Cordray denies he has plans to run for higher office Michael Nemeth/Wonderful Machine
Richard Cordray lives in a 130-year-old brick farmhouse near Grove City, Ohio, just four miles from the modest home where he polished his jump shot growing up. He played varsity basketball for the local high school and was valedictorian. In 1987, Cordray won $45,303 on the game show Jeopardy!, retiring as a rare five-time champion. Now, Cordray, 50, is his home state's attorney general. His ethics appear above reproach. When the Dayton Daily News endorsed him for attorney general in 2008 it called him a "choir boy"—a comparison that almost understates the perfection of his résumé. Choir boys sometimes sing off-key.
On Wall Street, Cordray is seen less as too-good-to-be-true than as the heir of pit bull prosecutors-turned-politicians such as Eliot Spitzer and Rudy Giuliani. In the past year, Cordray, a Democrat, has sued Merrill Lynch for allegedly misleading investors and former American International Group (AIG) executives for alleged accounting fraud—winning settlements of $475 million and $115 million, respectively. He's the lead plaintiff in a multistate suit against Bank of America (BAC) alleging that the firm withheld bad news from investors just before its 2009 acquisition of Merrill Lynch. More recently, Cordray has taken on bond-rating agencies Standard & Poor's (MHP), Moody's Investors Service (MCO), and Fitch Ratings, which he says deliberately gave triple-A ratings to junky debt to win fees and retain business. "Some Wall Street corporations seem to act with complete and total disregard for the work of regular Ohioans," says Cordray. "My central goal, and the goal of this office, is to protect those hard-working Ohioans."
Cordray, who was elected attorney general in 2008 following the resignation of fellow Democrat Marc Dann amid a sex scandal, says he's not planning to run for governor in 2014. Others predict he will. "I think it's quite likely," says John C. Green, professor of political science at the University of Akron. "Building a record while in office is good politics in any event—it can help him this year and in future elections." John Fortney, a local television news anchor who has covered Ohio politics for two decades and was a panelist at the 2008 attorney general debate, is certain Cordray will enter the race. "I think you will find him making a run for governor just because the party needs him."
As attorney general, Cordray has chosen his cases with the care of someone intent on burnishing a political résumé. "He files these suits more for politics than for good policy," says Mark R. Weaver, who from 1995 to 1999 served as deputy attorney general under Republican Betty Montgomery and now works as a political consultant. Cordray says his case selection is apolitical. Shortly after taking office, he says, he threw out a suit against lead-paint manufacturers—an easy political target if ever there were one—because the state's legal arguments were too flimsy.

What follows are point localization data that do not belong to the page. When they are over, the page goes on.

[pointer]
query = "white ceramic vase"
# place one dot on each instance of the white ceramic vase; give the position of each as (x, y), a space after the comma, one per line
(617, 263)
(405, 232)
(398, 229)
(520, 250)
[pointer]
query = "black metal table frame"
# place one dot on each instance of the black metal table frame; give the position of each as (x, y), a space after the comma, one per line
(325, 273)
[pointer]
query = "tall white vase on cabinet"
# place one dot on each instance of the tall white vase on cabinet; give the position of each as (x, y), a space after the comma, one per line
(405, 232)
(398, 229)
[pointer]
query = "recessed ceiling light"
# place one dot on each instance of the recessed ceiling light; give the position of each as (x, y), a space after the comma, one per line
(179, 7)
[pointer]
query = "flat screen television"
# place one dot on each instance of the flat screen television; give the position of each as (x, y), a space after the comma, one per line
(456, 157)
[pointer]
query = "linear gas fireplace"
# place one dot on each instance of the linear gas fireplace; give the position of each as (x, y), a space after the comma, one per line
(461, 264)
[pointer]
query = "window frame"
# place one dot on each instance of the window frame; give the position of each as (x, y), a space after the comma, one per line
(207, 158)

In suing the rating agencies, Cordray is taking on his biggest challenge yet. The firms may be vilified by people angry about the credit crisis, but they're also tough legal competitors. Over the years the ratings firms have succeeded many times in persuading courts that bond ratings are nothing more than editorial opinions, and thus are subject to free speech protection under the First Amendment of the U.S. Constitution. In 1997, Orange County, Calif., lost a suit against Standard & Poor's on these grounds.